If I've understood Jeroen correctly, his point might be alternatively phrased as "won't be reproducED" (i.e., end user difficulties, not software availability).

Michael
#
On 03/20/2014 07:48 AM, Michael Weylandt wrote:
That was my point as well.  Of the 30+ Sweave documents that I've produced I can't think 
of one that will change its output with a new version of R.  My 0/30 estimate is at odds 
with the "nearly all" assertion.  Perhaps I only do dull things?

Terry T.
#
On 3/20/2014 9:00 AM, Therneau, Terry M., Ph.D. wrote:
The only concrete example that comes to mind from my own Sweave reports 
was actually caused by BioConductor and not CRAN. I had a set of 
analyses that used DNAcopy, and the results changed substantially with a 
new release of the package in which they changed the default values to 
the main function call.   As a result, I've taken to writing out more of 
the defaults that I previously just accepted.  There have been a few 
minor issues similar to this one (with changes to parts of the Mclust 
package ??). So my estimates are somewhat higher than 0/30 but are still 
a long way from "almost all".

Kevin
#
No attempt to summarize the thread, but a few highlighted points:

 o Karl's suggestion of versioned / dated access to the repo by adding a
   layer to webaccess is (as usual) nice.  It works on the 'supply' side. But
   Jeroen's problem is on the demand side.  Even when we know that an
   analysis was done on 20xx-yy-zz, and we reconstruct CRAN that day, it only
   gives us a 'ceiling' estimate of what was on the machine.  In production
   or lab environments, installations get stale.  Maybe packages were already
   a year old?  To me, this is an issue that needs to be addressed on the
   'demand' side of the user. But just writing out version numbers is not
   good enough.

 o Roger correctly notes that R scripts and packages are just one issue.
   Compilers, libraries and the OS matter.  To me, the natural approach these
   days would be to think of something based on Docker or Vagrant or (if you
   must, VirtualBox).  The newer alternatives make snapshotting very cheap
   (eg by using Linux LXC).  That approach reproduces a full environemnt as
   best as we can while still ignoring the hardware layer (and some readers
   may recall the infamous Pentium bug of two decades ago).

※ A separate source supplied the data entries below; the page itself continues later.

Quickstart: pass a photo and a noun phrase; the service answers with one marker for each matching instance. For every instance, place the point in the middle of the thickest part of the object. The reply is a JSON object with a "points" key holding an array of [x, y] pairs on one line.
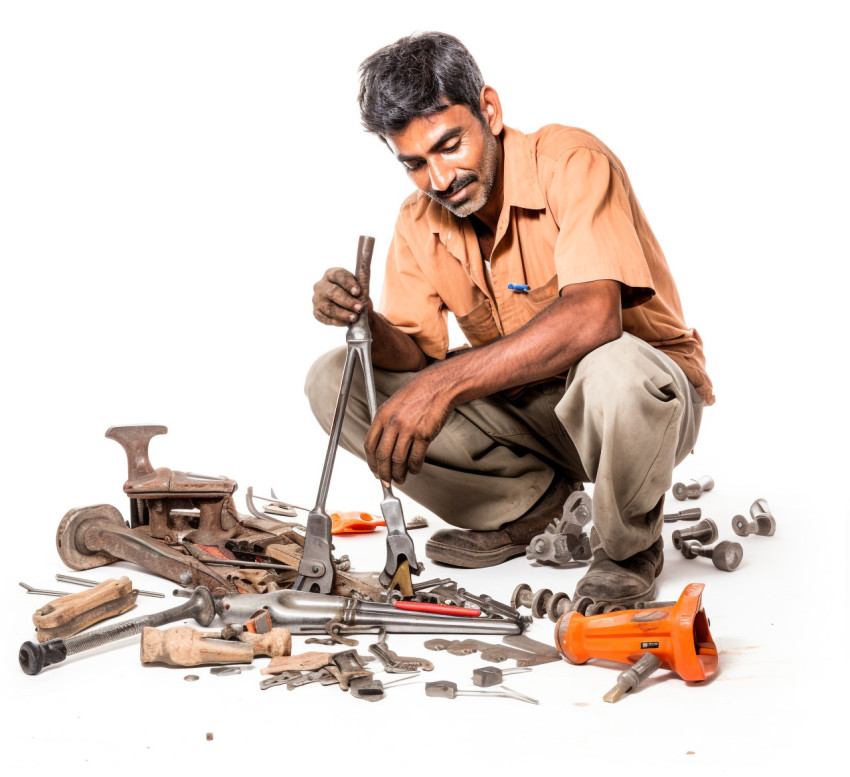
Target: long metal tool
{"points": [[304, 612], [315, 572]]}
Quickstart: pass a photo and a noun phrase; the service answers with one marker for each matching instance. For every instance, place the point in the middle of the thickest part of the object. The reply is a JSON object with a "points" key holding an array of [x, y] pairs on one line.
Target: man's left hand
{"points": [[404, 427]]}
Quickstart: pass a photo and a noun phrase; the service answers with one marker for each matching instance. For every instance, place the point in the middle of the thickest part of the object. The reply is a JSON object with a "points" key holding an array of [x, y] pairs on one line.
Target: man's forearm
{"points": [[393, 349], [585, 317]]}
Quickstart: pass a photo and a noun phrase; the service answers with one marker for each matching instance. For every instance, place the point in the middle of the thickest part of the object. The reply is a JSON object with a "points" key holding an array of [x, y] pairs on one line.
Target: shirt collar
{"points": [[522, 188]]}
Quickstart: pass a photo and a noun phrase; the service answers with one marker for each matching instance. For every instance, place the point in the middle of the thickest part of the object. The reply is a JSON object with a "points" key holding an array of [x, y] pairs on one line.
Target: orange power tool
{"points": [[678, 636]]}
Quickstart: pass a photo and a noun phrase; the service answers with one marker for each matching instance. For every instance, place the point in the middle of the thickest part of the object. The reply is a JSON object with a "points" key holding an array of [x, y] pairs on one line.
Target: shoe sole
{"points": [[451, 556], [645, 596]]}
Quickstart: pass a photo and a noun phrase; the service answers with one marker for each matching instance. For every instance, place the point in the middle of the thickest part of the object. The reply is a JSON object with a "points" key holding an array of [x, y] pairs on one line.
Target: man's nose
{"points": [[441, 175]]}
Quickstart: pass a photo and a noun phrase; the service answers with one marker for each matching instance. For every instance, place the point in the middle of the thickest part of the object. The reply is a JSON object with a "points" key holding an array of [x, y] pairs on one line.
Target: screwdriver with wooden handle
{"points": [[186, 646]]}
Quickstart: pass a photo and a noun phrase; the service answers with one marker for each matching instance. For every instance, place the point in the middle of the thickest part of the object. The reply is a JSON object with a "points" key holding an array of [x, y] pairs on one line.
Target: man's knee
{"points": [[322, 385], [619, 372]]}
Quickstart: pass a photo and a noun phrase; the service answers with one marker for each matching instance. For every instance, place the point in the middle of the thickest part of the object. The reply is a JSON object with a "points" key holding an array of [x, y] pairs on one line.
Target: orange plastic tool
{"points": [[354, 523], [440, 609], [677, 635]]}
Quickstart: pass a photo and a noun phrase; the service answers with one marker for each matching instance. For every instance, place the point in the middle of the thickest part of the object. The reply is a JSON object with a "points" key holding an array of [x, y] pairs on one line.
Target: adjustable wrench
{"points": [[315, 572]]}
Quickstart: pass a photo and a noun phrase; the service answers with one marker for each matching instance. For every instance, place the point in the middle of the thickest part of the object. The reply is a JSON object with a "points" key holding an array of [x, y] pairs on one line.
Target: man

 o Reproduciblity will probably remain the responsibility of study
   authors. If an investigator on a mega-grant wants to (or needs to) freeze,
   they do have the tools now.  Requiring the need of a few to push work on
   those already overloaded (ie CRAN) and changing the workflow of everybody
   is a non-starter.

 o As Terry noted, Jeroen made some strong claims about exactly how flawed
   the existing system is and keeps coming back to the example of 'a JSS
   paper that cannot be re-run'.  I would really like to see empirics on
   this.  Studies of reproducibility appear to be publishable these days, so
   maybe some enterprising grad student wants to run with the idea of
   actually _testing_ this.  We maybe be above Terry's 0/30 and nearer to
   Kevin's 'low'/30.  But let's bring some data to the debate.

 o Overall, I would tend to think that our CRAN standards of releasing with
   tests, examples, and checks on every build and release already do a much
   better job of keeping things tidy and workable than in most if not all
   other related / similar open source projects. I would of course welcome
   contradictory examples.

Dirk
#
On Thu, Mar 20, 2014 at 7:32 AM, Dirk Eddelbuettel <edd at debian.org> wrote:
[snip]
It was a "Flaw" not a "Bug".  At least I remember the Intel people
making a big deal about that distinction.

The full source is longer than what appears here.